Il y a peu de monde ; cela met moins d’entrain. La princesse n’y est pas, Mme de la Grange non plus, Mme de Suzannet non plus ; cela fait beaucoup de charme de moins. L’ami de Berryer, Richomme[1], est un bonhomme très amusant.

Le soir, jetais très fatigué et suis monté après la musique. Petits morceaux de Batta, de sa composition, très gracieux.

Berryer nous conte à dîner sa visite au fameux Dugas, d’Amiens, pour lui commander un pâté. Il le trouve dans son cabinet, dans une robe de chambre à grands ramages et avec la gravité convenable, tirant de son tiroir les assaisonnements de ses pâtés, qu’il distribuait à ses garçons et à ses fils chargés aussi de la confection, et graduant les doses à raison de la proportion du pâté ou du lieu où on devait l’employer.
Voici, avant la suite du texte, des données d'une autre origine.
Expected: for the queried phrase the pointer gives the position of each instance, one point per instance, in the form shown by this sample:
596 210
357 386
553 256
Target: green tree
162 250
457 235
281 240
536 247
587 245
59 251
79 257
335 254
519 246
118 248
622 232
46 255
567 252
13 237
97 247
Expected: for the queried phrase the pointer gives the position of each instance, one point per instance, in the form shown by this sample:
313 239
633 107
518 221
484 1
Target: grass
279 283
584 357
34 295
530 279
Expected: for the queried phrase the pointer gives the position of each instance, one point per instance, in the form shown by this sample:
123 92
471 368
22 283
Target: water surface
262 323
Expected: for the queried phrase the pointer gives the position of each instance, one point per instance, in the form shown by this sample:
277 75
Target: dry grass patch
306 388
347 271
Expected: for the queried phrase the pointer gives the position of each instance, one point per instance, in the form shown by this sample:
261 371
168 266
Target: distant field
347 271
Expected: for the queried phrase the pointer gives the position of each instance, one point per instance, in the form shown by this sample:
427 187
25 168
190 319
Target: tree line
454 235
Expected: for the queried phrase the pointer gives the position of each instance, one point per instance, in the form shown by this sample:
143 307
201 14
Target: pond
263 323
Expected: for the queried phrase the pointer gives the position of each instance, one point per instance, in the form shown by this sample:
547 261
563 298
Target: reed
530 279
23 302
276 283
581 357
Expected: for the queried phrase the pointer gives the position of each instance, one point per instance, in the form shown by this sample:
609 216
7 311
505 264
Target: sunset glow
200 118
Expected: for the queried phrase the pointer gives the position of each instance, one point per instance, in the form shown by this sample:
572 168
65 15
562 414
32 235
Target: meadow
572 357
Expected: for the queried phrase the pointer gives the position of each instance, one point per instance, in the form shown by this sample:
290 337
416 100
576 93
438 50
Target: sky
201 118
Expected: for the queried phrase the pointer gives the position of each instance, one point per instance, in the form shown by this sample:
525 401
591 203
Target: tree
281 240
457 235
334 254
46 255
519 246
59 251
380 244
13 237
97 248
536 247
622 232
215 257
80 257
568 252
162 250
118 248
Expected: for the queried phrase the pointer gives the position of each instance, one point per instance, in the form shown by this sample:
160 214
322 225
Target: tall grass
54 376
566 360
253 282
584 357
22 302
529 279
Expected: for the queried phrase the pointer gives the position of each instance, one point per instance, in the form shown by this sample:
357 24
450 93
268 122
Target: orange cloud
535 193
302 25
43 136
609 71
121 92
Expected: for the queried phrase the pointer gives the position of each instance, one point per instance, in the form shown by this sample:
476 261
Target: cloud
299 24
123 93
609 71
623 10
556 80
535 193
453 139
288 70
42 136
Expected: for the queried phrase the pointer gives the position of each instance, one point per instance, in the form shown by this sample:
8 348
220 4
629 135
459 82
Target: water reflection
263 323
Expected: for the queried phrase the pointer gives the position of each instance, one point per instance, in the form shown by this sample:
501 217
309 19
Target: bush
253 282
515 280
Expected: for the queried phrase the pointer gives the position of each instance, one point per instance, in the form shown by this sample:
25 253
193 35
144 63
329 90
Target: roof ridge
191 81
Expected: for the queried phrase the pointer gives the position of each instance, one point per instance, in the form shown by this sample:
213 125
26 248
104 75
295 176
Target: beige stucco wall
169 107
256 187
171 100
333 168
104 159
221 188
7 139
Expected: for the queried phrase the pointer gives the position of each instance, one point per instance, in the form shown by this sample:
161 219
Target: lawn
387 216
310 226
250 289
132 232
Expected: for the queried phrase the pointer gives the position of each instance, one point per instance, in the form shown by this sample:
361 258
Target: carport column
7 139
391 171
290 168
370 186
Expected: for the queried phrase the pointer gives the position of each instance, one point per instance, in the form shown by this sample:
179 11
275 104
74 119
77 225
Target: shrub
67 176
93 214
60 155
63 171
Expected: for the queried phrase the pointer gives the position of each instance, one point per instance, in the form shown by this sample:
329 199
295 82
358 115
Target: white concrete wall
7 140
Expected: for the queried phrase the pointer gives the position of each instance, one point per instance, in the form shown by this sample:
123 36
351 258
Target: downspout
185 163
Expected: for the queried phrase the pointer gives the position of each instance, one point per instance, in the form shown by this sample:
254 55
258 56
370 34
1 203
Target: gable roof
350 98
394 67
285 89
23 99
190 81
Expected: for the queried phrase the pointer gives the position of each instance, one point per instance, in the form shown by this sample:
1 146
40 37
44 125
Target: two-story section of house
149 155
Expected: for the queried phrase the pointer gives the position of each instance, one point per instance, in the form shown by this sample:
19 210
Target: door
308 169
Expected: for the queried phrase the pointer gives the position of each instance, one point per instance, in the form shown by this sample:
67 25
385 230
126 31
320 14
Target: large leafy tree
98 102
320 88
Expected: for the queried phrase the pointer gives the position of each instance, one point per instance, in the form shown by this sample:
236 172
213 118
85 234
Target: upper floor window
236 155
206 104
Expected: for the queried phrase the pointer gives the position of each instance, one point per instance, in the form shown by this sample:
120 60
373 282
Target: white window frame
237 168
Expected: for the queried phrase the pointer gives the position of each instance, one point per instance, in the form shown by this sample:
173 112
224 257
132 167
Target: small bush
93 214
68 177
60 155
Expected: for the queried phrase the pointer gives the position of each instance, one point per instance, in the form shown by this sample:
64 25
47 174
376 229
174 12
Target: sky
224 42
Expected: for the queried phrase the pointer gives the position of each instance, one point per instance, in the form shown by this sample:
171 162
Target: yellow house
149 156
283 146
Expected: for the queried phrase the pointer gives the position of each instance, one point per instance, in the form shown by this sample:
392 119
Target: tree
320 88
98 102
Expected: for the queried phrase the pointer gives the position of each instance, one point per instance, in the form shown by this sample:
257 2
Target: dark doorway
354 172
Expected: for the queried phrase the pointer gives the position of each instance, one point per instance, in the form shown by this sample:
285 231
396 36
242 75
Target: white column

Il s’informait aussi du moment où on devait manger le pâté.

C’était à dîner ; on parlait beaucoup de cuisine, et je disais qu’elle dégénérait. Berryer citait à ce propos la préface de Carême attestant, de cette décadence qu’il déplore, les mânes de l’immortel Lavoypiere son maître. Cet illustre artiste avait été choisi par Murat, pour le suivre à Naples, quand il fut fait roi. Le grand Lavoypiere se récria sur la barbarie du pays où il arrivait : « On me donne deux batteries, grands dieux ! deux batteries pour faire la cuisine d’un roi ! »

J’ai oublié de mentionner que l’illustre Dugas, l’homme aux pâtés d’Amiens, avait cru devoir emporter dans la tombe le secret de ses doses. Il en avait déshérité ses fils : ceci est le trait de caractère de l’artiste, de l’homme inspiré. Le grand Dugas eût tué ses disciples ignorants, de peur de voir compromettre la réputation des produits auxquels son nom avait donné la célébrité.

Il nous conte l’histoire de ce garçon menuisier, qui allait travailler chez X…, lequel était très habile sur le violon. Cet homme enthousiasmé ne se lassait pas de l’entendre et lui montrait le désir d’en apprendre autant. L’artiste le fait venir à ses moments perdus, le dimanche, quand il peut, et lui fait faire des exercices. Au bout d’un certain temps le menuisier, trouvant l’apprentissage un peu long, lui dit : « Monsieur, je ne suis qu’un pauvre homme, et ne puis mettre à cela autant de temps qu’un monsieur tel que vous. Soyez assez bon pour m’apprendre tout de suite le mot fin. »

  1. Mme Jaubert donne sur Richomme les détails suivants : « L’intérieur de Berryer paraîtrait incomplet si l’on n’y retrouvait la figure de son fidèle Richomme, qui avait débuté dans la même étude d’avoué que lui, tous deux clercs et compagnons de plaisir… Une déraison pleine de comique, des lueurs de bon sens et de sensibilité, une gaieté inaltérable avec un grain de malice, tel était l’hôte admis au foyer de Berryer, sans que jamais il pût sentir que la main qui donne est au-dessus de celle qui reçoit. »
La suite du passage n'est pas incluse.